Nous savons depuis 2 ans que le niveau de la ligue Champagne Ardenne se situe aussi au niveau national chez les cadettes. Les qualifiés de la ligue sont toutes en première année de la catégorie, comment vont-elles se comporter ? Après la première course à pied nous sommes rassurés, Alexia Bailly (Chaumont) est dans le premier groupe de 5, Lola Blondel est dans le petit groupe de chasse, Marion Klein et Laurianne Neumann TG TRI 10 sont dans le groupe suivant. Toutes les filles sont dans le premier tiers, pourtant Laurianne sort de blessure depuis fin mars. Elles finiront dans cet ordre 2ème, 7ème, 24ème et 27ème. Alexia monte pour la 2ème année consécutive sur la 3ème marche du podium. Avec Emile voici 2 podiums pour Chaumont en 3 courses. Dans les catégories suivantes la ligue sera plus modeste, le coach de TG s’interroge : comment vont se situer Sophie Lacroix et Alexis Margot dans les catégories juniors, les meilleurs courent déjà en international, leur niveau est très élevé. Sophie a donné une priorité à ses études l’an dernier, elle a été blessée une partie de l’hiver, tous les deux n’ont repris l’entraînement que depuis quelques semaines. Dans ces conditions se placer dans la première moitié serait déjà bien. Ils feront beaucoup mieux Sophie accroche une 16ème place malgré des crampes, Alexis au terme d’une seconde course à pied au niveau des meilleurs décroche une belle 30ème place. Quel potentiel en réserve ils possèdent tous les deux !
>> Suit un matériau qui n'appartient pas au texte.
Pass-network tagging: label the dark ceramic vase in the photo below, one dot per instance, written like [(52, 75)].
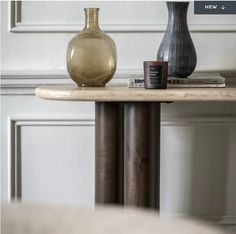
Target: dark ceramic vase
[(177, 46)]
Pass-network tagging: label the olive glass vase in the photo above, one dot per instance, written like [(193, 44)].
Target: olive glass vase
[(177, 47), (91, 54)]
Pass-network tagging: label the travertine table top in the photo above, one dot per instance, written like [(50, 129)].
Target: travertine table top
[(115, 93)]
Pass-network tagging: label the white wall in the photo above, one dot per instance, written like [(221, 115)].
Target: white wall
[(55, 140)]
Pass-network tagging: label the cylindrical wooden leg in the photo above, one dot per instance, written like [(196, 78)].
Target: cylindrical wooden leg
[(107, 153), (142, 154)]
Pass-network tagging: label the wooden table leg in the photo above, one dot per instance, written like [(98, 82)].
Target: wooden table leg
[(108, 123), (142, 154)]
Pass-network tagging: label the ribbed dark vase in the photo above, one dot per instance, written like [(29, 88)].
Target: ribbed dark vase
[(177, 46)]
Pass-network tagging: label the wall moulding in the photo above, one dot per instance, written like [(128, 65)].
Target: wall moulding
[(17, 24), (16, 123)]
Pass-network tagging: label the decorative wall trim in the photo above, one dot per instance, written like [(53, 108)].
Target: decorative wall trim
[(17, 26), (15, 124), (25, 82)]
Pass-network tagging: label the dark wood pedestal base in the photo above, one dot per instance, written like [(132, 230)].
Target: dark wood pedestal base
[(128, 153)]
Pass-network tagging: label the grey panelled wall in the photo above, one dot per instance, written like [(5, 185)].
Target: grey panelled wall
[(53, 142)]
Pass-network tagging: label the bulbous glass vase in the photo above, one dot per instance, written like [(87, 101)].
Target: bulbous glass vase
[(91, 54)]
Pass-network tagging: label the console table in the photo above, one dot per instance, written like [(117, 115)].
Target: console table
[(127, 130)]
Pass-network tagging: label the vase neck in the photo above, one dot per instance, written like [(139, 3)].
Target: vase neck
[(91, 19), (177, 12)]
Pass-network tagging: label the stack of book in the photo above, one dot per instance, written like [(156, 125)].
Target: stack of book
[(197, 80)]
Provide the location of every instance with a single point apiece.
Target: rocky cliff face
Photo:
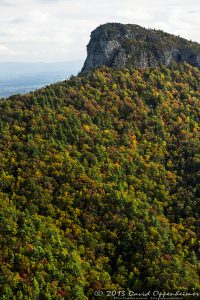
(122, 46)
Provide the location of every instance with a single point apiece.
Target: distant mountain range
(20, 78)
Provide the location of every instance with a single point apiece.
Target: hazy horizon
(59, 30)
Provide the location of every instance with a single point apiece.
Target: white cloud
(52, 30)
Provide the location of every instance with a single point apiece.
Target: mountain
(100, 186)
(21, 78)
(121, 46)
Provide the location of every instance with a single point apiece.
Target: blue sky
(59, 30)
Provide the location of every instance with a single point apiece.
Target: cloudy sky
(58, 30)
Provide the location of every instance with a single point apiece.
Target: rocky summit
(122, 46)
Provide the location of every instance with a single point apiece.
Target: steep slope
(99, 185)
(121, 46)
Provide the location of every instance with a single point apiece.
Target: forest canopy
(100, 185)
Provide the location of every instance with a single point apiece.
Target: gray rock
(122, 46)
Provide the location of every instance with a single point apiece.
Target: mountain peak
(124, 45)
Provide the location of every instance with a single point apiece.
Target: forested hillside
(100, 185)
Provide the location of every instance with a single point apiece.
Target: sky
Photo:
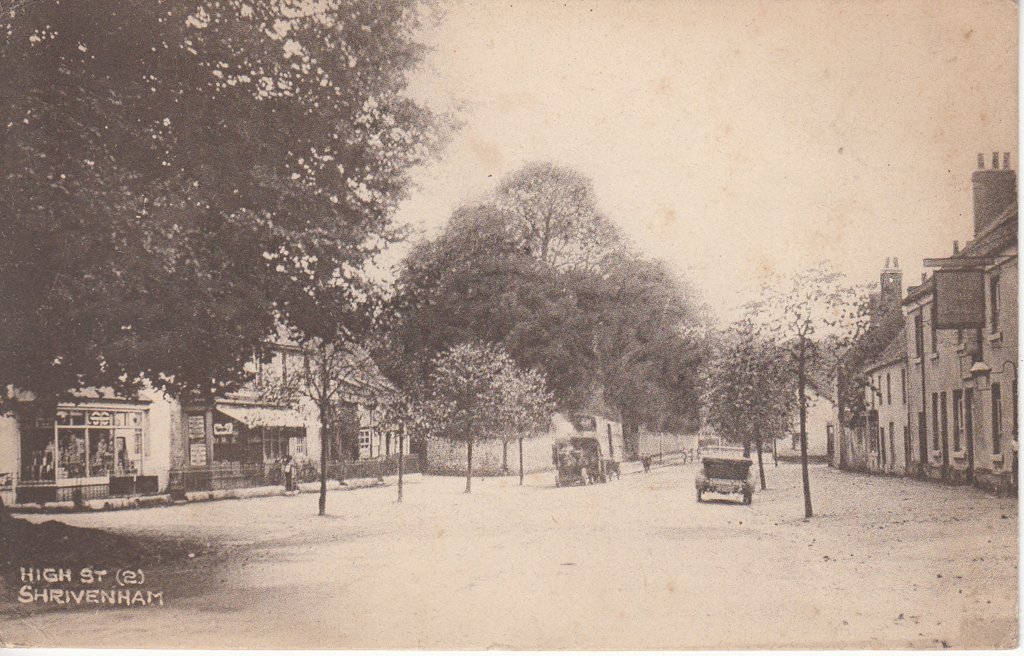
(733, 139)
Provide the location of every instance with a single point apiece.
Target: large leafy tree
(178, 177)
(553, 216)
(750, 392)
(815, 315)
(607, 321)
(465, 396)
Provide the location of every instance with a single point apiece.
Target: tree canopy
(621, 326)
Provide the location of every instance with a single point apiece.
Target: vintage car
(578, 462)
(725, 473)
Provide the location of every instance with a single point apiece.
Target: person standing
(289, 467)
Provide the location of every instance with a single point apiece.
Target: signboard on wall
(960, 299)
(197, 454)
(197, 428)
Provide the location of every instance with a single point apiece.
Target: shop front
(85, 450)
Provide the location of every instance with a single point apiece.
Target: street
(634, 564)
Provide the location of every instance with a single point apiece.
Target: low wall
(656, 443)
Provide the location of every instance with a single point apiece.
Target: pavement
(633, 564)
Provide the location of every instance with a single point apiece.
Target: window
(933, 318)
(945, 422)
(957, 417)
(993, 302)
(99, 442)
(1015, 408)
(996, 419)
(919, 335)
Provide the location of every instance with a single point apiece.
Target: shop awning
(261, 416)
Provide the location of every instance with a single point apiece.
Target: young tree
(336, 372)
(814, 315)
(179, 177)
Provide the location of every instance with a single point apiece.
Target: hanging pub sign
(99, 418)
(197, 428)
(960, 299)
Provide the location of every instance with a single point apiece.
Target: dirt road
(634, 564)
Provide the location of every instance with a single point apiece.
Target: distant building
(952, 389)
(94, 444)
(963, 392)
(820, 413)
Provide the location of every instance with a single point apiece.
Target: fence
(235, 476)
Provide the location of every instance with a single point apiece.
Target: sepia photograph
(509, 325)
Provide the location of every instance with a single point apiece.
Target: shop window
(934, 328)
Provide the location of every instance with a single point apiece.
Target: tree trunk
(325, 446)
(401, 460)
(469, 465)
(802, 386)
(761, 465)
(520, 460)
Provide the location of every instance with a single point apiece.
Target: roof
(263, 416)
(894, 351)
(996, 236)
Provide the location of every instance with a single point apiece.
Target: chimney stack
(994, 190)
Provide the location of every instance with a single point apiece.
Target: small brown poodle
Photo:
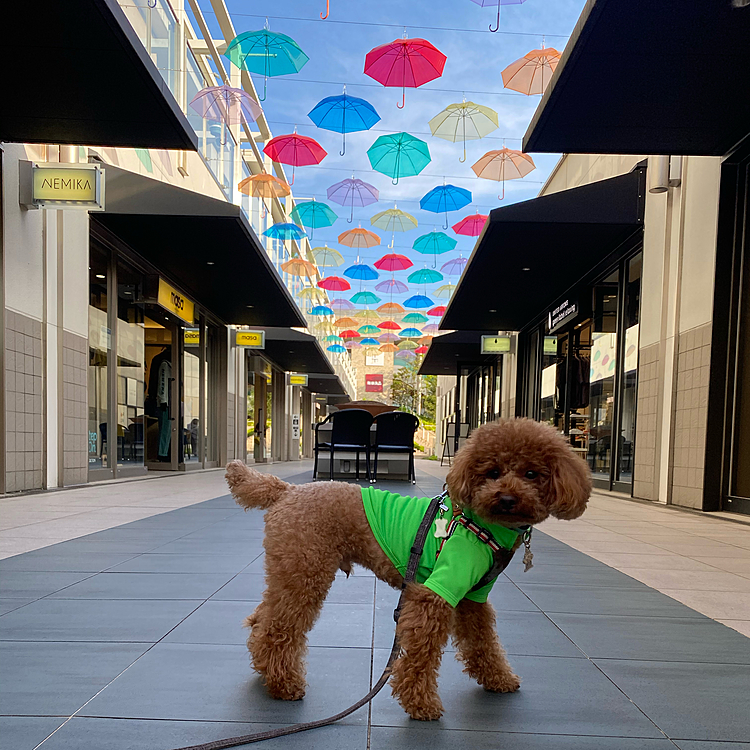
(509, 474)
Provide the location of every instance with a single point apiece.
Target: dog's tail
(251, 489)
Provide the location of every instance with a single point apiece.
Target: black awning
(295, 351)
(451, 349)
(204, 244)
(94, 83)
(649, 77)
(531, 253)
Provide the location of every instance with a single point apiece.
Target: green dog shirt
(463, 560)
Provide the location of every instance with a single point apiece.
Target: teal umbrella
(425, 276)
(399, 155)
(266, 53)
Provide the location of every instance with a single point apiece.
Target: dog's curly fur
(511, 472)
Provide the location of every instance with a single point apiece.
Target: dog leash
(411, 572)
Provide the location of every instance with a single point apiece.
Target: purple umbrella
(353, 192)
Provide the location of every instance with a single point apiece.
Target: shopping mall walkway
(130, 636)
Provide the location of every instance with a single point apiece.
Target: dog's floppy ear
(569, 485)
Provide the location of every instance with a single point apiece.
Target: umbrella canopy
(365, 298)
(266, 53)
(286, 231)
(425, 276)
(531, 73)
(299, 267)
(297, 150)
(399, 155)
(334, 284)
(225, 104)
(464, 121)
(393, 262)
(418, 301)
(327, 257)
(503, 164)
(405, 63)
(471, 226)
(361, 271)
(444, 198)
(359, 238)
(344, 114)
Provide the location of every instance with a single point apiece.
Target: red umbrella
(393, 262)
(294, 149)
(405, 63)
(471, 225)
(334, 284)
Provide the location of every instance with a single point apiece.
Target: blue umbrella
(285, 232)
(417, 301)
(445, 198)
(344, 114)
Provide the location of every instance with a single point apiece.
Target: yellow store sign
(175, 302)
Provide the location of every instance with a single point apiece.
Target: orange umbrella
(531, 73)
(359, 238)
(504, 164)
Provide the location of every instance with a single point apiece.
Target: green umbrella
(399, 155)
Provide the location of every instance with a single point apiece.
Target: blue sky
(337, 48)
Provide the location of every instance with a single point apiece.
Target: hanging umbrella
(327, 257)
(266, 53)
(299, 267)
(471, 226)
(531, 73)
(418, 301)
(444, 291)
(334, 284)
(313, 214)
(444, 198)
(286, 231)
(504, 164)
(464, 121)
(392, 286)
(398, 155)
(492, 3)
(359, 238)
(456, 265)
(365, 298)
(405, 63)
(393, 262)
(353, 192)
(344, 114)
(297, 150)
(361, 271)
(425, 276)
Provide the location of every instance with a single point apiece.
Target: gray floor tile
(216, 683)
(58, 678)
(21, 584)
(94, 620)
(688, 701)
(26, 732)
(146, 586)
(435, 737)
(600, 600)
(655, 638)
(116, 734)
(557, 696)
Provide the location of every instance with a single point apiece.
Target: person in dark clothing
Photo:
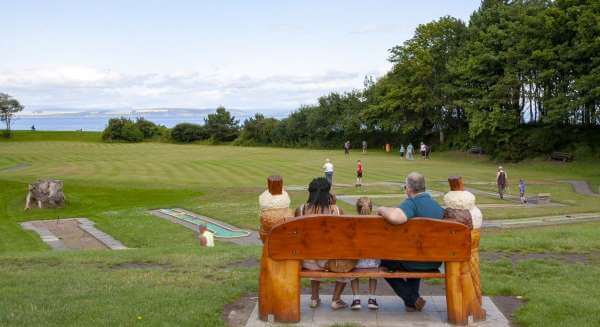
(501, 181)
(418, 204)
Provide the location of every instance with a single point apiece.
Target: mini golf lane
(221, 230)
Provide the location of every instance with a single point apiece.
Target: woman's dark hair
(318, 193)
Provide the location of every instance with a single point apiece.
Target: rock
(45, 194)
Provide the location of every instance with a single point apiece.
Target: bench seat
(370, 273)
(322, 237)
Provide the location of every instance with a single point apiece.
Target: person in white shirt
(328, 168)
(423, 151)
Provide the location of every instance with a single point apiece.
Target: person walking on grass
(364, 206)
(359, 171)
(522, 191)
(328, 169)
(409, 152)
(501, 181)
(418, 203)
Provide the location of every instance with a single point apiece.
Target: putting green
(220, 230)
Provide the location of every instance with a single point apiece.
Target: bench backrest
(357, 237)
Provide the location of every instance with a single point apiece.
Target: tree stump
(45, 194)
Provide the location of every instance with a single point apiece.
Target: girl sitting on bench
(364, 206)
(320, 201)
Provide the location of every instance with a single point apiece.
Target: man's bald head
(415, 183)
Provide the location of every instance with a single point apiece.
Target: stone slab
(391, 313)
(85, 224)
(252, 239)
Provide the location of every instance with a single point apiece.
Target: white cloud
(87, 87)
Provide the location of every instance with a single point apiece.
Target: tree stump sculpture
(274, 293)
(45, 194)
(460, 206)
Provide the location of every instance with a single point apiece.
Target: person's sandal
(314, 303)
(338, 304)
(373, 304)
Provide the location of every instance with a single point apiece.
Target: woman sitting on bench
(320, 201)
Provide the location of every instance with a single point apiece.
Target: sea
(97, 121)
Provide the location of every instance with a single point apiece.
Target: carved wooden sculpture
(274, 290)
(457, 201)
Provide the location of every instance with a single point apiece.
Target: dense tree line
(522, 78)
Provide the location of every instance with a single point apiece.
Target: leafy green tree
(122, 129)
(9, 106)
(258, 129)
(416, 97)
(222, 126)
(187, 133)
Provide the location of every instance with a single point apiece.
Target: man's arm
(393, 215)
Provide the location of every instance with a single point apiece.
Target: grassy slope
(114, 184)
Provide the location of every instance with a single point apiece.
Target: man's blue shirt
(421, 205)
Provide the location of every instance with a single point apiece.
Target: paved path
(391, 313)
(582, 187)
(542, 221)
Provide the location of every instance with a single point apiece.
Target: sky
(87, 55)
157 clubs ont réussi à qualifier des jeunes pour ces championnats de France de duathlon. Au classement des clubs Chaumont termine 10ème, TG TRI 10 26ème, Poissons 51ème, Charleville 70ème, Nogent 89ème, Vitry le François 148ème.
Comment un coach ne serait-il pas satisfait après une telle journée ? L’entraînement de l’hiver a payé. Plus que les places honorables, ce sont les progrès notables qu’il convient de retenir. Le duathlon (le triathlon) sont des sports d’endurance où la pleine performance est atteinte à l’âge adulte. L’entraînement des jeunes à TG s’inscrit dans la durée. Maintenons le cap et remercions, pour le travail fait, les membres de l’équipe d’encadrement, diplômés FFTRI et malgré tout bénévoles (ce qui est assez rare voire unique à ce niveau de performance et de label).
Pour l’immédiat, il faudra décrocher une sélection pour les championnats de France de triathlon. Actuellement Zoé en minimes, Marion en cadettes et Sophie en juniores sont les meilleures nageuses de la ligue. Alors on y croit fort pour elles, mais on espère aussi pour Laurianne, Fiona, Marianne, Antoine, Jordan...et autre surprise. Alexis ne souhaite pas tenter sa chance en triathlon, dommage.